Bike lanes such as this one along Bosley Avenue in Towson are part of the new 4.23-mile Bike Beltway around Towson.

Baltimore County has listened to "spokes-persons" who pushed for designated bicycle routes in and around Towson, and on Wednesday county officials and bicyclists celebrated the opening of a 4.23-mile Bike Beltway.

Cyclists joined County Executive Kevin Kamenetz for an inaugural trip around the network, which loops around central Towson, passing Towson's shopping district, government center, two universities, Towson High School and numerous residential neighborhoods.


"Towson is dense enough, it's walkable enough that you shouldn't have to drive from [Towson] university to the Towson Marketplace," said Nate Evans, executive director of Bike Maryland.

Evans said the Bike Beltway does not just benefit bicyclists.

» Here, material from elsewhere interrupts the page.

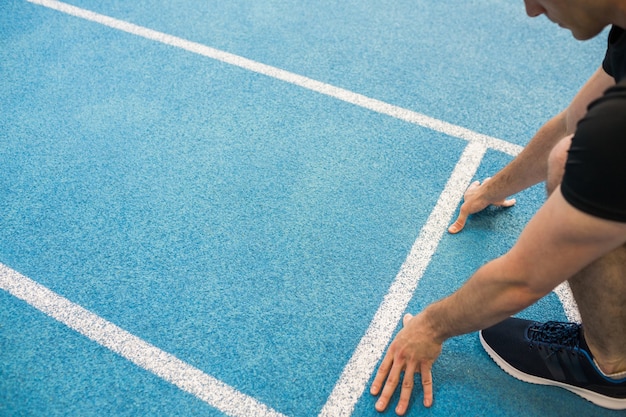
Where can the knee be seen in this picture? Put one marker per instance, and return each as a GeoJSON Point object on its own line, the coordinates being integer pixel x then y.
{"type": "Point", "coordinates": [556, 164]}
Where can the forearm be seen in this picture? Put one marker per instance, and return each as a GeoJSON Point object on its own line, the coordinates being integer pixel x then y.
{"type": "Point", "coordinates": [530, 167]}
{"type": "Point", "coordinates": [488, 297]}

"We're not just improving safety conditions for cyclists," he said, "we're improving safety conditions for everyone — pedestrians and motorists alike."

The bike route cost the county $22,000 per mile, Kamenetz said. Some of the cost was offset by a grant from the Maryland Bikeways Program. The route includes dedicated bike lanes where possible, bike lanes next to parking lanes and routes that are not marked but have signage to remind drivers to share the road with bicyclists.

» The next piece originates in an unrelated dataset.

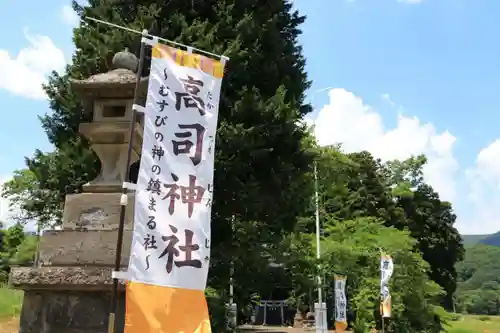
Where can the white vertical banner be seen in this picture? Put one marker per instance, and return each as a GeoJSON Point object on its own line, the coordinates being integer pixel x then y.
{"type": "Point", "coordinates": [171, 237]}
{"type": "Point", "coordinates": [386, 270]}
{"type": "Point", "coordinates": [340, 304]}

The 5th District Pedestrian and Bicycle Advisory Committee, a group of 5th District citizens formed by Councilman David Marks, drew up the plans for the beltway and submitted the initial plans to the state in May 2012.

Marks said that other bike projects in his district are "not as extensive as this."

"This is the most urbanized part of Baltimore County, and it's going to have the most extensive bike route," Marks said.

Marks said a second phase is planned for the bike network, which would include some other "spokes" along Kenilworth Avenue, Fairmount Avenue, Burke Avenue and Cromwell Bridge Road near Loch Raven High School.  The second phase costing $90,000 and funded by the state, should be done in a year, he said.

In addition to the Bike Beltway, Marks said he would like to see planned spurs added to the route to destinations like Loch Raven Reservoir and Drumcastle Center.

The need for bicycle accessibility and parking has been the subject of a continuing dialogue in Towson in the past couple of years.


"With the expected growth in Downtown Towson, we need to do whatever we can to improve mobility," Marks said last year in a statement. "Bike lanes and bike parking requirements for new construction are absolutely essential."

Marks introduced legislation last summer that mandates bike parking for new developments in Towson. Under the terms of the bill, which passed last summer, new developments are required to provide 4-percent of the off-street parking spaces required for cars for bicycle parking.